OPINIÓN
Conozca la diferencia entre lo que hace el mundo y lo que no somos capaces de hacer los argentinos gastando tres veces más
Por: Rubén Lasagno
Javier Milei dio el visto bueno para que el gobierno firme con China la Adenda 12 que destraba la obra de las represas en Santa Cruz (eso dicen por enésima vez). La decisión permitiría la inmediata liberación de USD 250 millones; allí reconoce costos adicionales generados por los desplazamientos geológicos del terreno y habilita “el reinicio” pleno del proyecto. Esto se suma a los 150 millones de dólares firmado hace unos meses y que (como adelantáramos) no iba a servir para poner en marcha la obra, tal como ocurre actualmente, aunque luego de enterarnos de los condicionamientos que existen y las maniobras políticas que envuelven esta decisión presidencial, siguen las dudas de cuánto del total del proyecto se reactivará con estos fondos realmente.

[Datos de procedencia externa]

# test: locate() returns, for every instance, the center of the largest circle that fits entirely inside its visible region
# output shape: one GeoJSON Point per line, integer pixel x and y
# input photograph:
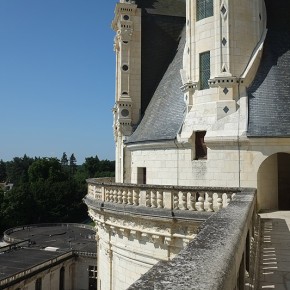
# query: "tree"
{"type": "Point", "coordinates": [17, 170]}
{"type": "Point", "coordinates": [46, 168]}
{"type": "Point", "coordinates": [3, 175]}
{"type": "Point", "coordinates": [73, 163]}
{"type": "Point", "coordinates": [92, 165]}
{"type": "Point", "coordinates": [64, 160]}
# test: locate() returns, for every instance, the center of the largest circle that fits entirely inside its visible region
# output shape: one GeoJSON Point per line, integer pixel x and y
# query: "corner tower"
{"type": "Point", "coordinates": [127, 45]}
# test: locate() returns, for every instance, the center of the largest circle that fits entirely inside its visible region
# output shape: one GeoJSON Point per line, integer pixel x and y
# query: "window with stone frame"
{"type": "Point", "coordinates": [204, 9]}
{"type": "Point", "coordinates": [200, 146]}
{"type": "Point", "coordinates": [38, 284]}
{"type": "Point", "coordinates": [204, 70]}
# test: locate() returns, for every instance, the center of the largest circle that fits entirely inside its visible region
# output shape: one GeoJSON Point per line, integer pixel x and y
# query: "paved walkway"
{"type": "Point", "coordinates": [275, 251]}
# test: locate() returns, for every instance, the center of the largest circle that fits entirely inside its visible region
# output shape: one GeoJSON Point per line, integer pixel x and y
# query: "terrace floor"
{"type": "Point", "coordinates": [275, 250]}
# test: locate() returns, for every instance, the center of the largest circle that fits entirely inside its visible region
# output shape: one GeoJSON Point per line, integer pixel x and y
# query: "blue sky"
{"type": "Point", "coordinates": [57, 69]}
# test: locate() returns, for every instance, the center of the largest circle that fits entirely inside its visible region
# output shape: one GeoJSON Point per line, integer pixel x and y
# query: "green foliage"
{"type": "Point", "coordinates": [17, 170]}
{"type": "Point", "coordinates": [3, 175]}
{"type": "Point", "coordinates": [47, 189]}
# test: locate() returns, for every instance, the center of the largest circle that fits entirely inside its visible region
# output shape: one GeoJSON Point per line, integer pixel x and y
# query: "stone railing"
{"type": "Point", "coordinates": [220, 257]}
{"type": "Point", "coordinates": [161, 197]}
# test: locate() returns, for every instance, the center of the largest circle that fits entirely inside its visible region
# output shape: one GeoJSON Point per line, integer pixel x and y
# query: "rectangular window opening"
{"type": "Point", "coordinates": [200, 146]}
{"type": "Point", "coordinates": [204, 9]}
{"type": "Point", "coordinates": [38, 284]}
{"type": "Point", "coordinates": [204, 70]}
{"type": "Point", "coordinates": [141, 175]}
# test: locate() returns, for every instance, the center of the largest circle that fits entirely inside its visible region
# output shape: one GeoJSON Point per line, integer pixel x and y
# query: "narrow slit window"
{"type": "Point", "coordinates": [204, 70]}
{"type": "Point", "coordinates": [200, 146]}
{"type": "Point", "coordinates": [204, 9]}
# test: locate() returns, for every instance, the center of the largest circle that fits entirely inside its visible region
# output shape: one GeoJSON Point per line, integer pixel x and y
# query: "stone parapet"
{"type": "Point", "coordinates": [220, 256]}
{"type": "Point", "coordinates": [160, 197]}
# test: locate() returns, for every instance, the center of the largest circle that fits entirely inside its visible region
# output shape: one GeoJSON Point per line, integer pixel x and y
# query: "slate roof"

Hasta la actualidad el proyecto Cóndor Cliff-La Barrancosa lleva insumido unos 2.000 millones de dólares, 12 años de construcción y no más del 35/38% del avance de la obra en total.
Comparaciones odiosas pero necesarias
Cuando digo que la Argentina es un país neta y funcionalmente corrupto, con una clase política abyecta, mendaz, inútil e insensible, obviamente producto de políticos esencialmente deshonestos, una justicia inexistente con jueces y Tribunales de dudosa moral y un aparato judicial funcional a los ladrones de guantes blancos que simulan gobernar el país y las provincias, hacemos alusión a esto: mientras hace 12 años se construye una obra cuyo costo final fue establecido en 4.800 millones de dólares, actualmente no lleva más del 38% de avance y el país se endeudó en 2000 millones de dólares y lo comparamos con lo que pasa en otras partes del mundo, cómo se manejan los recursos significativamente menos y la grandiosidad de los logros, recién allí podemos enteder de qué hablamos.

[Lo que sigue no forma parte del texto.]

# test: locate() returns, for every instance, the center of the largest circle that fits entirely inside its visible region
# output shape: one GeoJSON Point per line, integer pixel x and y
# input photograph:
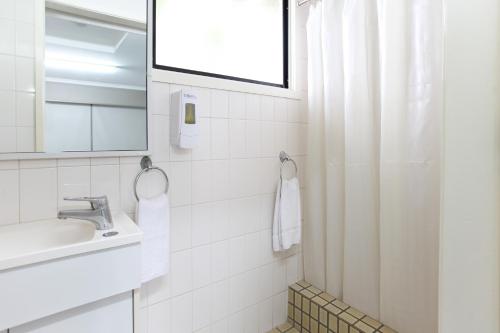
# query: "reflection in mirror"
{"type": "Point", "coordinates": [95, 82]}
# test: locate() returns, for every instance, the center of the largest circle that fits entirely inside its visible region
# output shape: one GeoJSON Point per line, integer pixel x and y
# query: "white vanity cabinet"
{"type": "Point", "coordinates": [111, 315]}
{"type": "Point", "coordinates": [66, 276]}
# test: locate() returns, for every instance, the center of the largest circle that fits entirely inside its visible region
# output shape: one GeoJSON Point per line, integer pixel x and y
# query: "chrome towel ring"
{"type": "Point", "coordinates": [146, 166]}
{"type": "Point", "coordinates": [284, 158]}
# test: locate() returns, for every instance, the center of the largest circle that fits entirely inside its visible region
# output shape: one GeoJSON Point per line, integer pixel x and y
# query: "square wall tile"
{"type": "Point", "coordinates": [237, 133]}
{"type": "Point", "coordinates": [201, 307]}
{"type": "Point", "coordinates": [180, 183]}
{"type": "Point", "coordinates": [73, 182]}
{"type": "Point", "coordinates": [160, 98]}
{"type": "Point", "coordinates": [267, 108]}
{"type": "Point", "coordinates": [201, 181]}
{"type": "Point", "coordinates": [280, 109]}
{"type": "Point", "coordinates": [220, 300]}
{"type": "Point", "coordinates": [25, 39]}
{"type": "Point", "coordinates": [202, 151]}
{"type": "Point", "coordinates": [25, 109]}
{"type": "Point", "coordinates": [8, 114]}
{"type": "Point", "coordinates": [8, 9]}
{"type": "Point", "coordinates": [25, 137]}
{"type": "Point", "coordinates": [38, 194]}
{"type": "Point", "coordinates": [7, 143]}
{"type": "Point", "coordinates": [182, 272]}
{"type": "Point", "coordinates": [159, 318]}
{"type": "Point", "coordinates": [7, 72]}
{"type": "Point", "coordinates": [25, 74]}
{"type": "Point", "coordinates": [201, 224]}
{"type": "Point", "coordinates": [220, 180]}
{"type": "Point", "coordinates": [159, 289]}
{"type": "Point", "coordinates": [25, 10]}
{"type": "Point", "coordinates": [182, 314]}
{"type": "Point", "coordinates": [7, 36]}
{"type": "Point", "coordinates": [180, 224]}
{"type": "Point", "coordinates": [203, 98]}
{"type": "Point", "coordinates": [266, 316]}
{"type": "Point", "coordinates": [253, 138]}
{"type": "Point", "coordinates": [128, 172]}
{"type": "Point", "coordinates": [220, 260]}
{"type": "Point", "coordinates": [202, 266]}
{"type": "Point", "coordinates": [252, 102]}
{"type": "Point", "coordinates": [161, 138]}
{"type": "Point", "coordinates": [105, 180]}
{"type": "Point", "coordinates": [219, 106]}
{"type": "Point", "coordinates": [237, 105]}
{"type": "Point", "coordinates": [219, 138]}
{"type": "Point", "coordinates": [220, 216]}
{"type": "Point", "coordinates": [9, 196]}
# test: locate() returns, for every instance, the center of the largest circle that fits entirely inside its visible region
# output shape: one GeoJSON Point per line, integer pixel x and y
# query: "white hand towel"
{"type": "Point", "coordinates": [287, 215]}
{"type": "Point", "coordinates": [153, 217]}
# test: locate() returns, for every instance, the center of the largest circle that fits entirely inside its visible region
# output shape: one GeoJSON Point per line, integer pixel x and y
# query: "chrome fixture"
{"type": "Point", "coordinates": [284, 158]}
{"type": "Point", "coordinates": [302, 2]}
{"type": "Point", "coordinates": [146, 166]}
{"type": "Point", "coordinates": [99, 213]}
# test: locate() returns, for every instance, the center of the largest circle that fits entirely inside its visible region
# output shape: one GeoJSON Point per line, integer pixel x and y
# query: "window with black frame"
{"type": "Point", "coordinates": [242, 40]}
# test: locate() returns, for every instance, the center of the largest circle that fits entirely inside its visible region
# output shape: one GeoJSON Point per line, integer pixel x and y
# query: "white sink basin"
{"type": "Point", "coordinates": [29, 243]}
{"type": "Point", "coordinates": [53, 266]}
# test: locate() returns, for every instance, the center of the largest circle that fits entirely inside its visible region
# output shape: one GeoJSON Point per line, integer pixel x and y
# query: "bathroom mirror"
{"type": "Point", "coordinates": [79, 80]}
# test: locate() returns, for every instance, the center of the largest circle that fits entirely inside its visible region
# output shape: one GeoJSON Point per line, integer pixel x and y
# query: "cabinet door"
{"type": "Point", "coordinates": [111, 315]}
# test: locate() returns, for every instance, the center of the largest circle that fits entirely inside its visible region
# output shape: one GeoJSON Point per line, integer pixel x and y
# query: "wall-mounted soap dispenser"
{"type": "Point", "coordinates": [184, 127]}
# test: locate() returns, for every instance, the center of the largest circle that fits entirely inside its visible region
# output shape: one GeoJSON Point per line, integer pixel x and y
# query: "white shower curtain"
{"type": "Point", "coordinates": [375, 100]}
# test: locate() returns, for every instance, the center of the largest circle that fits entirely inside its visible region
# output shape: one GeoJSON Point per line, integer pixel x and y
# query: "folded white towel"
{"type": "Point", "coordinates": [287, 215]}
{"type": "Point", "coordinates": [153, 217]}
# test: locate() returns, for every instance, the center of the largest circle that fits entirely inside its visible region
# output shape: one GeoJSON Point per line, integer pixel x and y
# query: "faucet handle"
{"type": "Point", "coordinates": [95, 202]}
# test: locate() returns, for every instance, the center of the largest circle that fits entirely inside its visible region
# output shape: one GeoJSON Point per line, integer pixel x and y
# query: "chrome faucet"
{"type": "Point", "coordinates": [99, 213]}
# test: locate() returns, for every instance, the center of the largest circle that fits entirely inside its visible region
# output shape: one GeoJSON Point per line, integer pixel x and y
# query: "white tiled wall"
{"type": "Point", "coordinates": [17, 76]}
{"type": "Point", "coordinates": [224, 276]}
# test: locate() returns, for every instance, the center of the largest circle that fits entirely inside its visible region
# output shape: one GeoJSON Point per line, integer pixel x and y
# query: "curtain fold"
{"type": "Point", "coordinates": [375, 105]}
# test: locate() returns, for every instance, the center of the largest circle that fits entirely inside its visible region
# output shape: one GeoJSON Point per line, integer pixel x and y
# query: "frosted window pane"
{"type": "Point", "coordinates": [238, 38]}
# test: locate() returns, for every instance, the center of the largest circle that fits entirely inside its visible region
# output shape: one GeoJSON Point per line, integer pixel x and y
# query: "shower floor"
{"type": "Point", "coordinates": [284, 328]}
{"type": "Point", "coordinates": [311, 310]}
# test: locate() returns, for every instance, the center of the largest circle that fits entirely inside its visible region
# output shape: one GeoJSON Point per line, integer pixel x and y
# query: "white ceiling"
{"type": "Point", "coordinates": [84, 41]}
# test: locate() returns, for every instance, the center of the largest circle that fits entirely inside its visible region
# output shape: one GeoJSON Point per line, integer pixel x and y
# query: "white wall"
{"type": "Point", "coordinates": [17, 76]}
{"type": "Point", "coordinates": [469, 259]}
{"type": "Point", "coordinates": [223, 276]}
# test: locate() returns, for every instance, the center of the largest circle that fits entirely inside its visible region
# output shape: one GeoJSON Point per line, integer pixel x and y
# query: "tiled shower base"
{"type": "Point", "coordinates": [312, 311]}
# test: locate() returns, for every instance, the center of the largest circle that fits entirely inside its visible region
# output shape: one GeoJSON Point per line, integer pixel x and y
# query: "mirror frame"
{"type": "Point", "coordinates": [40, 6]}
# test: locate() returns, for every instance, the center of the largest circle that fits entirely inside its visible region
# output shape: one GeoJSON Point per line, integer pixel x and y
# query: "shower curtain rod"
{"type": "Point", "coordinates": [302, 2]}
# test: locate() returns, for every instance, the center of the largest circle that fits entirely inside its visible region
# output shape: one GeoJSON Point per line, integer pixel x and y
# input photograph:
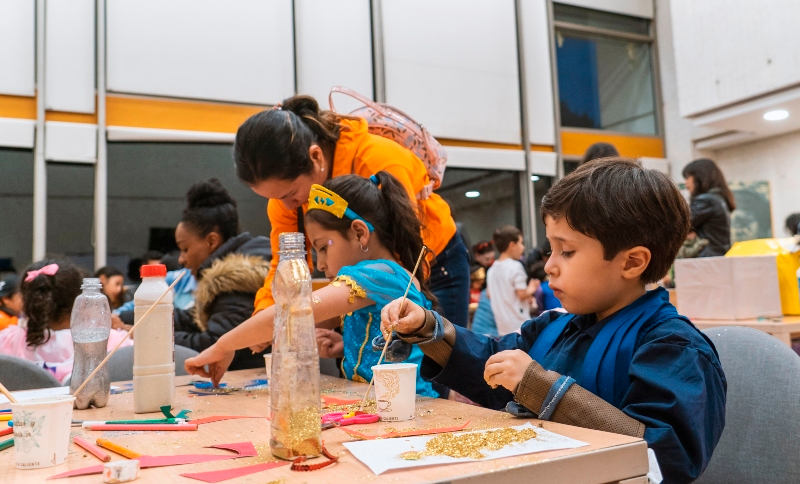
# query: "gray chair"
{"type": "Point", "coordinates": [19, 374]}
{"type": "Point", "coordinates": [760, 442]}
{"type": "Point", "coordinates": [120, 366]}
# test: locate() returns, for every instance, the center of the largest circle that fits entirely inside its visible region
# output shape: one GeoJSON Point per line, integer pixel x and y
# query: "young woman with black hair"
{"type": "Point", "coordinates": [711, 204]}
{"type": "Point", "coordinates": [229, 266]}
{"type": "Point", "coordinates": [282, 152]}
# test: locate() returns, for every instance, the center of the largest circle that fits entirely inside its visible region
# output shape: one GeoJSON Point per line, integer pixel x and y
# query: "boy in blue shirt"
{"type": "Point", "coordinates": [622, 360]}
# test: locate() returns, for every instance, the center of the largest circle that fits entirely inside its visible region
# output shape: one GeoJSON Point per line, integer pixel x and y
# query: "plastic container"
{"type": "Point", "coordinates": [294, 380]}
{"type": "Point", "coordinates": [154, 350]}
{"type": "Point", "coordinates": [90, 326]}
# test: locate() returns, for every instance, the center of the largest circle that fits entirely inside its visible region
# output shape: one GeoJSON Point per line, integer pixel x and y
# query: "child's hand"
{"type": "Point", "coordinates": [408, 322]}
{"type": "Point", "coordinates": [330, 343]}
{"type": "Point", "coordinates": [217, 360]}
{"type": "Point", "coordinates": [506, 368]}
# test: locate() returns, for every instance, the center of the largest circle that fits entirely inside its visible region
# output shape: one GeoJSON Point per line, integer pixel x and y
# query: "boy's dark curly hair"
{"type": "Point", "coordinates": [47, 299]}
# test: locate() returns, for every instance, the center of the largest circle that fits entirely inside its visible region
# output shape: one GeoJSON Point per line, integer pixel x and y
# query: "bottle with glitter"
{"type": "Point", "coordinates": [294, 386]}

Existen miles de ejemplos en el mundo, pero vamos a tomar uno de los tantos situado en el Golfo Pérsico, el Burj Khalifa, el cual, debido a su complejidad de construcción llevó ingentes sumas de dinero, solo para asentar las bases inestables que dificultan las arenas del desierto.
Nos referimos al edificio más alto del mundo de 828 metros de altura, 163 pisos, 57 ascensores, asentado sobre una base especialmente construida para soportar el enorme peso estructural, los grandes vientos y tormentas de arenas que hay allí. Alberga al Hotel Armani, residencias privadas de súper lujo, oficinas corporativas, restaurantes y los miradores más altos del mundo.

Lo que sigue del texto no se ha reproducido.